Evaluating Conversational Recommender Systems via Large Language Models: A User-Centric Framework
Nuo Chen, Quanyu Dai, Xiaoyu Dong, Piaohong Wang, Qinglin Jia, Zhaocheng Du, Zhenhua Dong, Xiao-Ming Wu
TL;DR
This work tackles the challenge of evaluating conversational recommender systems in a holistic, user-centered way. It introduces the Conversational Recommendation Evaluator (CoRE), a two‑part framework that uses LLMs as per‑factor evaluators for twelve user experience factors and a four-agent debate to produce an overall score on a 0–100 scale. Through experiments on ReDial and OpenDialKG with four CRS models, CoRE demonstrates substantial alignment with human judgments and outperforms traditional rule‑based metrics in capturing overall CRS quality, while also revealing factors that LLMs may couple and areas where evaluators diverge. The study lays groundwork for scalable, human-aligned CRS evaluation and highlights future directions for improving evaluator diversity, reducing hallucinations, and generalizing to different domains.
Abstract
Conversational recommender systems (CRSs) integrate both recommendation and dialogue tasks, making their evaluation uniquely challenging. Existing approaches primarily assess CRS performance by separately evaluating item recommendation and dialogue management using rule-based metrics. However, these methods fail to capture the real human experience, and they cannot draw direct conclusions about the system's overall performance. As conversational recommender systems become increasingly vital in e-commerce, social media, and customer support, the ability to evaluate both recommendation accuracy and dialogue management quality using a single metric, thereby authentically reflecting user experience, has become the principal challenge impeding progress in this field.
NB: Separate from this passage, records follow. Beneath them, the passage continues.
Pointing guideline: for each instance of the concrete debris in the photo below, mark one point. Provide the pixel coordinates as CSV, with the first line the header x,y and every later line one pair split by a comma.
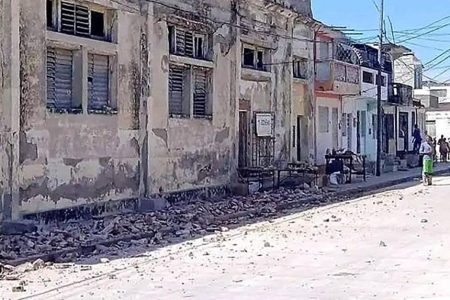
x,y
38,264
183,220
104,260
85,268
18,289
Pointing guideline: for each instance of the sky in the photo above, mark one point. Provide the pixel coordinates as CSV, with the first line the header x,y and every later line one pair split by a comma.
x,y
404,15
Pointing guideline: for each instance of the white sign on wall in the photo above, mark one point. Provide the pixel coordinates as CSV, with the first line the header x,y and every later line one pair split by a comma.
x,y
264,124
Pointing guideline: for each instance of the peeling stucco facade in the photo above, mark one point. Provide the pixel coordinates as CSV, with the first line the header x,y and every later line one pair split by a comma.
x,y
55,160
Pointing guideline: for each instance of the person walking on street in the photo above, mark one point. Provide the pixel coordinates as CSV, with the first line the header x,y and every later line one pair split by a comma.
x,y
417,138
443,149
427,171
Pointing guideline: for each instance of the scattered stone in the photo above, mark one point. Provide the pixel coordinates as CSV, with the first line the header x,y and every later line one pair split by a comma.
x,y
189,218
38,264
11,277
85,268
63,266
18,289
16,228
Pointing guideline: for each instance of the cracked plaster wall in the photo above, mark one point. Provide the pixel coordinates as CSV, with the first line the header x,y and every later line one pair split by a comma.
x,y
193,153
73,159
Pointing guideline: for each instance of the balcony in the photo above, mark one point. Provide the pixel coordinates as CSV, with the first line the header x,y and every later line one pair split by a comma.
x,y
337,77
401,94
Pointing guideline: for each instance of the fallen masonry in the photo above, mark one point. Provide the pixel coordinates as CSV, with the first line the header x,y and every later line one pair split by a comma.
x,y
109,235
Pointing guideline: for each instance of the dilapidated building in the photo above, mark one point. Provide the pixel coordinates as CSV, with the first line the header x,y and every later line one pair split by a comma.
x,y
107,100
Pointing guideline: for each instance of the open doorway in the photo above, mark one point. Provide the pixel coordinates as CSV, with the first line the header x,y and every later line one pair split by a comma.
x,y
243,138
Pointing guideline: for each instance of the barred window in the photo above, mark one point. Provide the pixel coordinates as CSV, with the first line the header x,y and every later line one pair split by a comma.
x,y
178,88
189,90
98,81
186,42
201,93
77,19
300,66
59,79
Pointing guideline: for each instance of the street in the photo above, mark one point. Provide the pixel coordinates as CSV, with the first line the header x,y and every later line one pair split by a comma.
x,y
392,245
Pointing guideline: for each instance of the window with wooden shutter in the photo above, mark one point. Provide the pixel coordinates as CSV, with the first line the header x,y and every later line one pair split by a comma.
x,y
200,99
178,102
74,19
184,42
59,78
81,20
98,81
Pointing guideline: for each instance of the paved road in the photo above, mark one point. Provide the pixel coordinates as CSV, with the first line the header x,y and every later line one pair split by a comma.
x,y
394,245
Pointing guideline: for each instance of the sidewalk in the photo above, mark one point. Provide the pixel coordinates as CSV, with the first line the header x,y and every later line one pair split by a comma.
x,y
71,240
386,180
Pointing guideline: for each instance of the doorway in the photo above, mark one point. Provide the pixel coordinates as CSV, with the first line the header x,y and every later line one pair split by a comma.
x,y
404,130
243,139
302,138
349,127
335,127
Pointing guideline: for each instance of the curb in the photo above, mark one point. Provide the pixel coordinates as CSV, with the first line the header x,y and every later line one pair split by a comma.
x,y
315,200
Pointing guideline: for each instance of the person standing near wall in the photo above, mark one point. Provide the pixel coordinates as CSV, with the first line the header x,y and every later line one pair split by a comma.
x,y
443,148
417,138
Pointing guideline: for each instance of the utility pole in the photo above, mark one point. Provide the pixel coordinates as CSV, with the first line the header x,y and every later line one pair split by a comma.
x,y
379,108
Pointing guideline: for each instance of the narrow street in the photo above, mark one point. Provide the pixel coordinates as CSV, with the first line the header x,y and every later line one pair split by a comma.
x,y
393,245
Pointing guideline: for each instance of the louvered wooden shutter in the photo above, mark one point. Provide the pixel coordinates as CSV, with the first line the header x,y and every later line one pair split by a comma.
x,y
200,92
59,78
184,43
98,81
189,44
74,19
82,21
176,87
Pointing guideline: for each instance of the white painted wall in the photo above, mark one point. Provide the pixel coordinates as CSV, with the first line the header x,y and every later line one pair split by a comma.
x,y
324,139
368,140
442,119
370,90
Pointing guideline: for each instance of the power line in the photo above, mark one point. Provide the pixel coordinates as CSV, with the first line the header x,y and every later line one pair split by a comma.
x,y
425,33
437,57
438,63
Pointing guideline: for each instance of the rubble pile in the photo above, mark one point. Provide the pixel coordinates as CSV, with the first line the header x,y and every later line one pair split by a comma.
x,y
182,221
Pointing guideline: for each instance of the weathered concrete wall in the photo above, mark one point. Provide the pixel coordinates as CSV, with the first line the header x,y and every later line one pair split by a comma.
x,y
191,153
303,93
60,160
74,159
270,90
9,101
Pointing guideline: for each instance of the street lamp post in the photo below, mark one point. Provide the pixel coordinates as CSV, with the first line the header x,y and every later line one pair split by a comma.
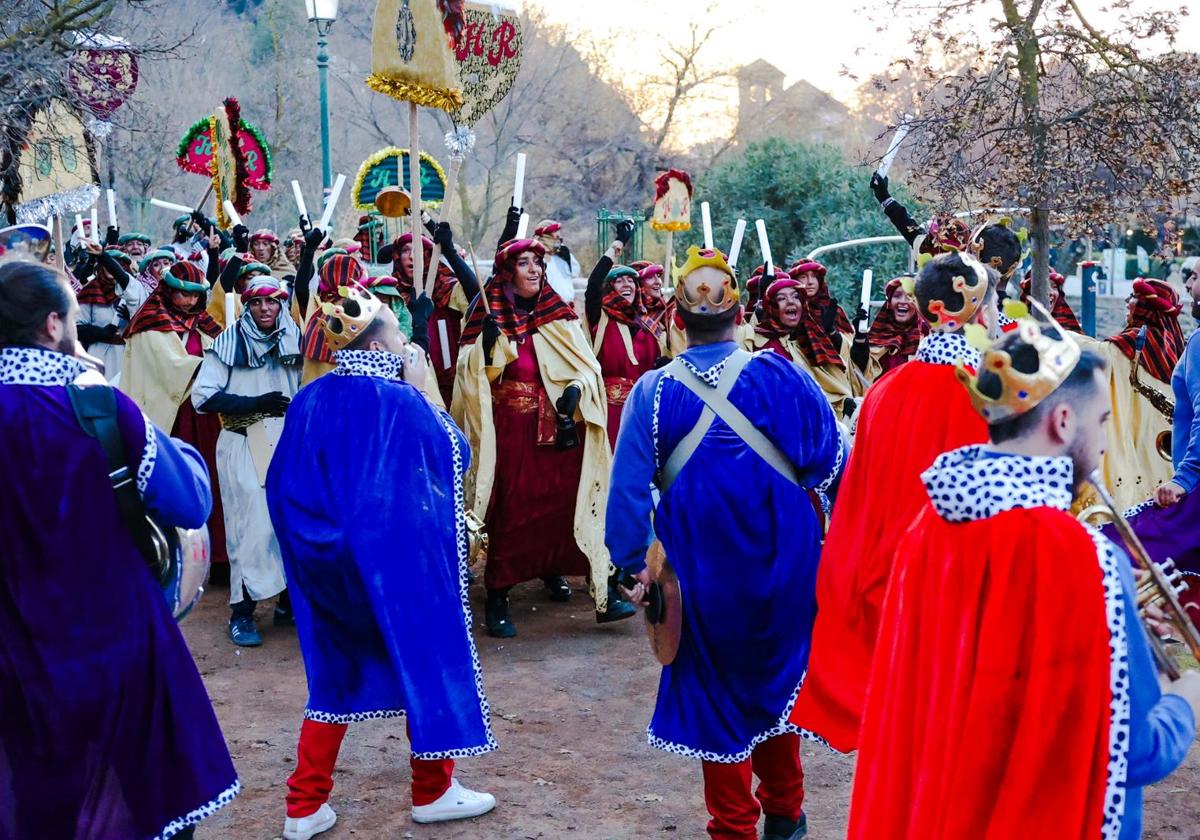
x,y
323,13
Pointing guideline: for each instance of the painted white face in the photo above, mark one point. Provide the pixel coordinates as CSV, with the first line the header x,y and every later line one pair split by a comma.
x,y
791,306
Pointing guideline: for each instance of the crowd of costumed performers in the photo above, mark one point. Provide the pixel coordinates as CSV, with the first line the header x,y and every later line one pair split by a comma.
x,y
301,372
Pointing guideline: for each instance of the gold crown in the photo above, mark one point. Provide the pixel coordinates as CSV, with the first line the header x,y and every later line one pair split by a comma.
x,y
1057,355
346,319
973,288
705,294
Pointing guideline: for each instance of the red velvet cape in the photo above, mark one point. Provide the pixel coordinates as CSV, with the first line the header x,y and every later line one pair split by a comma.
x,y
989,705
909,418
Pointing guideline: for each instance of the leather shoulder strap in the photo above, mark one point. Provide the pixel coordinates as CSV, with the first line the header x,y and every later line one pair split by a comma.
x,y
717,405
95,408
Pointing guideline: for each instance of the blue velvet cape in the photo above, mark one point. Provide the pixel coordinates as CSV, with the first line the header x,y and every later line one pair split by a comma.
x,y
106,730
365,492
743,540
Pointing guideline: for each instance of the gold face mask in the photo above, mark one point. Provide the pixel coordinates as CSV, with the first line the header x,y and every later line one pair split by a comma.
x,y
706,285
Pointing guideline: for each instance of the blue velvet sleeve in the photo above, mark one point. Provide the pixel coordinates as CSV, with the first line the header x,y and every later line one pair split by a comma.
x,y
1162,727
172,477
1186,384
803,424
628,531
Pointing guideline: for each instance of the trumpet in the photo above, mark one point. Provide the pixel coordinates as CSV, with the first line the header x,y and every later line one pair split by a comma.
x,y
1163,403
1161,587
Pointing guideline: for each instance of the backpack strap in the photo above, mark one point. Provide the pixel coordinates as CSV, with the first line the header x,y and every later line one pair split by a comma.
x,y
717,405
95,408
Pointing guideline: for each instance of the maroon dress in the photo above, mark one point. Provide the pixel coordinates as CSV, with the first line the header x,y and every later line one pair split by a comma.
x,y
531,519
202,431
619,373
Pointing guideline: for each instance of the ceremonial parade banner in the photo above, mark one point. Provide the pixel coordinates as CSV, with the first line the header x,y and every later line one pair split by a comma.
x,y
195,153
237,160
672,202
54,168
413,52
489,55
381,171
102,73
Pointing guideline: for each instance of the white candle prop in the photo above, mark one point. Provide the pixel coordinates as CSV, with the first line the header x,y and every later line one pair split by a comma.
x,y
299,197
765,246
894,147
706,216
445,345
171,205
414,189
232,213
60,256
736,249
519,185
333,203
868,276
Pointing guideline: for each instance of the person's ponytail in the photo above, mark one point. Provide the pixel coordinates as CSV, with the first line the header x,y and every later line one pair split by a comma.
x,y
29,292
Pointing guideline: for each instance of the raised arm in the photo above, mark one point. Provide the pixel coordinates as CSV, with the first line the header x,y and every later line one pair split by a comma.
x,y
312,240
444,237
895,211
510,226
594,294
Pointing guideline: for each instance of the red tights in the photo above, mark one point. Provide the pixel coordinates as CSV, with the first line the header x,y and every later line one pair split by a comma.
x,y
735,810
317,754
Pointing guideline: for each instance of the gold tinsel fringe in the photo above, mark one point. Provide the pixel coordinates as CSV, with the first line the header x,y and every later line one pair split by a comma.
x,y
423,95
673,227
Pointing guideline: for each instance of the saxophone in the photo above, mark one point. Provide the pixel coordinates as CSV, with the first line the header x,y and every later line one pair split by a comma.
x,y
1163,403
1161,587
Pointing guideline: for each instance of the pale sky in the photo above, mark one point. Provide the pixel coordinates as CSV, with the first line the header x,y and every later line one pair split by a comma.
x,y
805,39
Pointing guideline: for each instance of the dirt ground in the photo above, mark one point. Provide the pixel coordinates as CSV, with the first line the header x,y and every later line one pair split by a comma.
x,y
570,703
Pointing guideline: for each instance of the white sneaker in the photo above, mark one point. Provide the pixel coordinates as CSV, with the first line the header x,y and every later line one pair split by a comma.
x,y
303,828
457,803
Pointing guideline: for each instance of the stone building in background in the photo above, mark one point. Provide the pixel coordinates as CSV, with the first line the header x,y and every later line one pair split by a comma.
x,y
798,112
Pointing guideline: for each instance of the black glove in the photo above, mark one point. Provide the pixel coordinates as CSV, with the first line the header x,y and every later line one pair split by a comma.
x,y
274,403
861,353
624,231
312,239
567,436
202,221
880,187
444,237
491,333
569,401
421,309
829,318
89,334
240,238
859,318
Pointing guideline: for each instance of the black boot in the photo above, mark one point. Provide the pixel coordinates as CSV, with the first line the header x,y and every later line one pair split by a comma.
x,y
618,609
781,828
496,613
557,588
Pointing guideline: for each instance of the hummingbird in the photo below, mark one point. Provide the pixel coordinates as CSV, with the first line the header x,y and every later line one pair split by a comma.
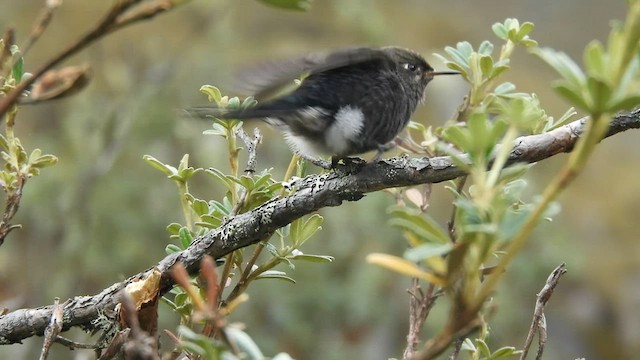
x,y
349,101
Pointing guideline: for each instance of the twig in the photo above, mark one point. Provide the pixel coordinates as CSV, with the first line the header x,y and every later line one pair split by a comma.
x,y
116,344
74,345
420,304
46,14
122,13
139,345
251,144
538,325
54,328
12,204
451,225
313,192
456,349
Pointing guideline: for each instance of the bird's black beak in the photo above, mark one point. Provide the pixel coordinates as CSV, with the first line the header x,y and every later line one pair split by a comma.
x,y
433,73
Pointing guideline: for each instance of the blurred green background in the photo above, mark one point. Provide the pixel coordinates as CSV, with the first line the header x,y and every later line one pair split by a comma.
x,y
100,214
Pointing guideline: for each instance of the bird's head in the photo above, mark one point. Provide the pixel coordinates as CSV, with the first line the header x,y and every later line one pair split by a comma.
x,y
412,67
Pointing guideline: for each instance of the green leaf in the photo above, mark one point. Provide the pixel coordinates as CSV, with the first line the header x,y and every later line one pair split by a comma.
x,y
213,93
427,250
482,346
600,93
486,66
174,228
248,102
467,344
18,69
167,169
40,161
505,88
275,274
299,5
172,248
422,226
185,237
234,103
485,48
594,59
563,64
219,175
525,29
200,207
500,31
504,352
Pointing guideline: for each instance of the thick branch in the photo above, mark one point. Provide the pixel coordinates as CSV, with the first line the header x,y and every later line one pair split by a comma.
x,y
313,193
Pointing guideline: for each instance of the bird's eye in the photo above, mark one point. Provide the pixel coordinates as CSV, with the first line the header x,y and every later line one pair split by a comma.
x,y
411,67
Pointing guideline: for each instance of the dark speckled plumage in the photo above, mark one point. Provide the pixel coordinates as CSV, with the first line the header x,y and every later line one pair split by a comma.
x,y
352,101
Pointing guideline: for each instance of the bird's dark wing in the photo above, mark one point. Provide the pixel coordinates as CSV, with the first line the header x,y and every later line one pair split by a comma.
x,y
266,80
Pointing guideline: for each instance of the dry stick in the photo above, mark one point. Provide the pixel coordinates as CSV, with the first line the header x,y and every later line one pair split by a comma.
x,y
73,344
54,328
116,344
539,323
252,145
313,193
118,17
46,14
139,344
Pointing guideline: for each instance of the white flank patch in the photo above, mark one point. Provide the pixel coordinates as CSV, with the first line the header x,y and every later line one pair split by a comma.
x,y
347,126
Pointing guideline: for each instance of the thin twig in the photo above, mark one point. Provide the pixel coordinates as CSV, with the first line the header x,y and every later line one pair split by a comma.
x,y
252,145
116,345
456,349
451,225
12,204
41,23
54,328
538,325
114,20
139,344
73,344
420,305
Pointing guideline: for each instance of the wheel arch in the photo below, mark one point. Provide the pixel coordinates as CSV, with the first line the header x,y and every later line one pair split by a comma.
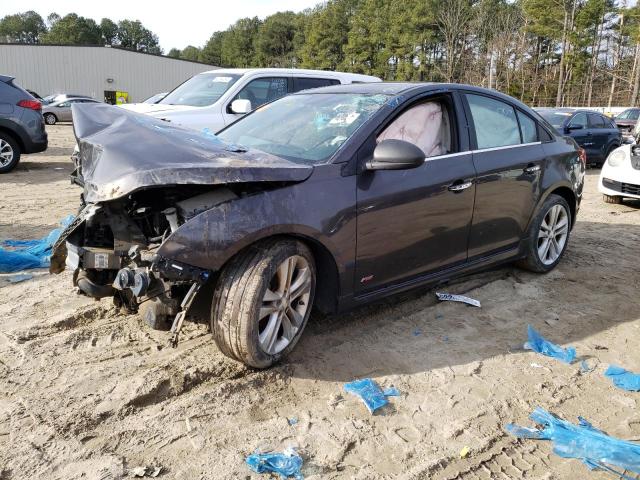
x,y
327,275
570,197
562,190
16,138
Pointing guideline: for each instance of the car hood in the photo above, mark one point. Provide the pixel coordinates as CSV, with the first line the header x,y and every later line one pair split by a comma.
x,y
155,108
121,152
626,123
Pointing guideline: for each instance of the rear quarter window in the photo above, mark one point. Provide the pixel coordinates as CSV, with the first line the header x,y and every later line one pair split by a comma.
x,y
495,122
303,83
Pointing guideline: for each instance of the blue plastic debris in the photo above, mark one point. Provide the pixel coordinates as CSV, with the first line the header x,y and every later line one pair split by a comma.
x,y
20,277
584,367
370,393
623,379
583,441
26,254
286,464
391,392
540,345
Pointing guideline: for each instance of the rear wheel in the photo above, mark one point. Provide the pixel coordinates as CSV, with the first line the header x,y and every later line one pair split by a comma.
x,y
9,153
612,199
611,149
548,235
263,301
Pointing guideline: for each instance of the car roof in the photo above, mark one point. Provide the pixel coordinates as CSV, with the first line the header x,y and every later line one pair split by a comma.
x,y
297,71
400,88
63,100
568,110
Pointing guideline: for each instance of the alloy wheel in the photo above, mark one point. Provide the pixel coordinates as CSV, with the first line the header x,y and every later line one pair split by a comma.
x,y
6,153
284,305
553,234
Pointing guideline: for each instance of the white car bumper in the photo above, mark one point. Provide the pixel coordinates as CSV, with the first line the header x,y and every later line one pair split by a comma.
x,y
622,180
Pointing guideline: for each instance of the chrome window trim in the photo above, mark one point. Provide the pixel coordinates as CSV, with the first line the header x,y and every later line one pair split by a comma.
x,y
481,150
504,147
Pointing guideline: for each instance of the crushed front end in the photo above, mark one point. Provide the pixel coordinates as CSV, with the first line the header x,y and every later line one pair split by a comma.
x,y
143,180
112,249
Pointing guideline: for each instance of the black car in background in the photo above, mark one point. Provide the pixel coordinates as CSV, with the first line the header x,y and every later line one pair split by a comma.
x,y
21,124
352,193
626,121
593,131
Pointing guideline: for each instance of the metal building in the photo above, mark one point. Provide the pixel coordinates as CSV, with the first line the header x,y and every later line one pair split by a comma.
x,y
96,71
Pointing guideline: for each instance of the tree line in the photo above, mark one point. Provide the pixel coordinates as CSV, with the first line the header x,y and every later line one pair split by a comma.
x,y
544,52
72,29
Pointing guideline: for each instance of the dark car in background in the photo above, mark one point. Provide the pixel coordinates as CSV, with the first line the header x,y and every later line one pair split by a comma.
x,y
593,131
58,97
21,124
626,121
60,110
352,193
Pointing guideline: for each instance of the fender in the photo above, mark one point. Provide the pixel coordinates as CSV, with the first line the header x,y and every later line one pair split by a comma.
x,y
567,173
15,130
211,238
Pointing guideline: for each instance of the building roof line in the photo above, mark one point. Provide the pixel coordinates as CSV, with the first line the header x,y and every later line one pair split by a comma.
x,y
114,47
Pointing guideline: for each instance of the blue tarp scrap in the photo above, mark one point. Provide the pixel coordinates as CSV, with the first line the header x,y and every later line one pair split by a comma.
x,y
26,254
539,344
582,441
370,393
286,464
623,379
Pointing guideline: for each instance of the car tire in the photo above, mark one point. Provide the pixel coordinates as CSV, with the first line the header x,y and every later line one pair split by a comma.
x,y
606,155
9,153
612,199
540,257
255,317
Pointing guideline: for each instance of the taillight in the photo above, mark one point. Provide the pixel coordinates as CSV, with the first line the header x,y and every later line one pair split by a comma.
x,y
31,104
582,155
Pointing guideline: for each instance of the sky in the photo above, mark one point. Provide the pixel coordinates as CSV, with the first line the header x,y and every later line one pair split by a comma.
x,y
177,24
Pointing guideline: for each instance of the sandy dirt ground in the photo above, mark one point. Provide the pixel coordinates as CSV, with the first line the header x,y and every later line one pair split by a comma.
x,y
87,392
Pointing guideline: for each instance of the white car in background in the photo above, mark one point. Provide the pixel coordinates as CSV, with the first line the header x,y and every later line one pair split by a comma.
x,y
620,175
217,98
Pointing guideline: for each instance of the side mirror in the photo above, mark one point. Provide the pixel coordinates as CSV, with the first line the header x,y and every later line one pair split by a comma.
x,y
241,106
395,155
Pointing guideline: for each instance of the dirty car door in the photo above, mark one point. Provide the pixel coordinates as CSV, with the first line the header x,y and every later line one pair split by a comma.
x,y
415,221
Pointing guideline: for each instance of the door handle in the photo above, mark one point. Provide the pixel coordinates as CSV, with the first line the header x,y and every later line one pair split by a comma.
x,y
532,169
458,187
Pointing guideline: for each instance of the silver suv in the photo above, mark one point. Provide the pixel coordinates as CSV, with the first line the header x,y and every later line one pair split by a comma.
x,y
21,124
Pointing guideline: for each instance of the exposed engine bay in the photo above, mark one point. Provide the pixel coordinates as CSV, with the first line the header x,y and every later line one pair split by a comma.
x,y
112,250
142,181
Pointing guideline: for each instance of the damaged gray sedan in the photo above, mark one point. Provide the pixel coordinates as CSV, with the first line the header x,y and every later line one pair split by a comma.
x,y
328,199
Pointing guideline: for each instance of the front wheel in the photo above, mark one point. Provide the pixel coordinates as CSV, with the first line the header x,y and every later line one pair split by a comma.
x,y
262,302
548,235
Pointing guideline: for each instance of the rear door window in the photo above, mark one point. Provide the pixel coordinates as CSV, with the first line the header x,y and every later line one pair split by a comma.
x,y
495,122
304,83
528,128
263,90
579,120
427,125
596,121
In this work, we propose a user-centric evaluation framework based on large language models (LLMs) for CRSs, namely Conversational Recommendation Evaluator (CoRE). CoRE consists of two main components: (1) LLM-As-Evaluator. Firstly, we comprehensively summarize 12 key factors influencing user experience in CRSs and directly leverage LLM as an evaluator to assign a score to each factor. (2) Multi-Agent Debater. Secondly, we design a multi-agent debate framework with four distinct roles (common user, domain expert, linguist, and HCI expert) to discuss and synthesize the 12 evaluation factors into a unified overall performance score. Furthermore, we apply the proposed framework to evaluate four CRSs on two benchmark datasets. The experimental results show that CoRE aligns well with human evaluation in most of the 12 factors and the overall assessment. Especially, CoRE's overall evaluation scores demonstrate significantly better alignment with human feedback compared to existing rule-based metrics.